Innovation is more about attitude and culture than technology

The Economist recently (June 12th -18th) included an article written by Dean Kamen, the inventor of the Segway. Something that he said resonated with me – that is that ‘Technology is easy to develop, developing a new attitude, moving the culture from one mental model to another, that’s the difficulty’
This rang bells for me because I had just been reviewing assignments written by MBA students for the Creativity, Innovation and change programme where they were reflecting on how creative their organisations were. One of the aspects that regularly come up here is that the culture and climate are not conducive to creativity, and therefore innovation.
Ekvall, 1991, researched creative climates and came up with a set of dimensions which he determined enabled creativity in organisations.  These include idea time, freedom, and challenge.
These seem quite obvious, however on the other hand in my coaching and training work over the years it has been clear that these types of factors have been missing.
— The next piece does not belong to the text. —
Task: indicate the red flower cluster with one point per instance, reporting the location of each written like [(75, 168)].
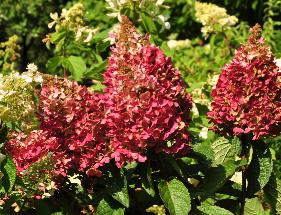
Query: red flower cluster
[(27, 149), (144, 106), (149, 106), (247, 98), (70, 118)]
Not only are organisations over stretched but it does seem that managers and leaders are afraid to allow people any individual time for reflection, learning and possible creation of ideas.
So what are leaders and organisations afraid of I wonder?

Working to ones strengths and the world cup

In following the England and French teams in the current round of world cup matches, several leadership issues seem to be very apparent. Leaders are required to bring out the best in their team – I would think that this is a given? Teresa Amabile, one of the writers referenced on the Creativity, Innovation and Change module of the Open University MBA, identifies six factors that result in creativity in the workplace: Challenge, freedom, resources, work-group features, supervisory encouragement and organisational support. The first of these is challenge. This should be about managers (leaders?) matching people with the right assignments to maximise their potential and keep them motivated.
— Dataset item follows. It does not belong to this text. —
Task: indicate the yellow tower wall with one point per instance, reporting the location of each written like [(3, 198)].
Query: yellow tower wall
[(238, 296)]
When people play to their strengths then they ignite intrinsic motivation. So what of the stories that are coming out of both the French and England football camps that players have been ordered to play in ways, or in positions that do not match their strengths or even their competence?
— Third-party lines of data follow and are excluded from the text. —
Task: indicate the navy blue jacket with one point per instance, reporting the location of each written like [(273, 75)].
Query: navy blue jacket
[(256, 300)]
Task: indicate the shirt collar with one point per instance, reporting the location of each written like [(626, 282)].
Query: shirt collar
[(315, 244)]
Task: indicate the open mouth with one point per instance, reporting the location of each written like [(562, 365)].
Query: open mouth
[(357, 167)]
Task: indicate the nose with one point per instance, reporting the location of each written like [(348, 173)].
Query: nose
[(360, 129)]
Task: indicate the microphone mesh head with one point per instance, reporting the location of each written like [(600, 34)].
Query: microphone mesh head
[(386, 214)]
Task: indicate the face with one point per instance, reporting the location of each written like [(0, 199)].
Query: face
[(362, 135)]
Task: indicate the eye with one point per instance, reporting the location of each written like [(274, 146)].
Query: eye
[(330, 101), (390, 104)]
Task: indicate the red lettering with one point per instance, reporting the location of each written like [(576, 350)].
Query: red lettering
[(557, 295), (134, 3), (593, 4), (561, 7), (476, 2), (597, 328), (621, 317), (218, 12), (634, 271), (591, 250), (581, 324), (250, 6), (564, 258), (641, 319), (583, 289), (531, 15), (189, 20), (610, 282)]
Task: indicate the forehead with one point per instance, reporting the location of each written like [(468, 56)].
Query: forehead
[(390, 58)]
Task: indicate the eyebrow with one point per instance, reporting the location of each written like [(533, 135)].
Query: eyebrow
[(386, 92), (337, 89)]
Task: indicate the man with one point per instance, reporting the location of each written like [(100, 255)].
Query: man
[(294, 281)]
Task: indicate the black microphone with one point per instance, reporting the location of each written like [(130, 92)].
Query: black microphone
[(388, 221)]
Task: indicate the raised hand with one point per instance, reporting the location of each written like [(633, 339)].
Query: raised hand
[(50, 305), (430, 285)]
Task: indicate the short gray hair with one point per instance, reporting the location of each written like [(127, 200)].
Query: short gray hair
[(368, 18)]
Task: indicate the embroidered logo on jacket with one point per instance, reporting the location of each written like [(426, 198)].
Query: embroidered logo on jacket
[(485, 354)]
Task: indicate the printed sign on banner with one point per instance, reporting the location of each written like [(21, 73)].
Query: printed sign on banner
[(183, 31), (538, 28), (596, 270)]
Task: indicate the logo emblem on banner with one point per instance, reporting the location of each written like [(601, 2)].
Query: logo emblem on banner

Amabile asserts that creativity is killed when as so often happens the most eligible employee is matched with the most eligible (urgent and open) assignment, resulting often in failure.

This is also supported by the work on strengths psychology where playing to ones strengths is regarded as motivating and brings out the passion. Something that seems to be missing from these teams.

Another interesting and perhaps very damaging action is the England manager’s insistence on not announcing to the team who will be playing until 2 hours before a match. In industry we have for many years been focusing on building teams so that they can work together most effectively. This requires trust as much as anything and trust needs to be built and maintained. I am not a football expert and I do understand that players do need to be substitutable however it does seem that some of the basic premises on which good teams prove to work effectively and creatively are missing here.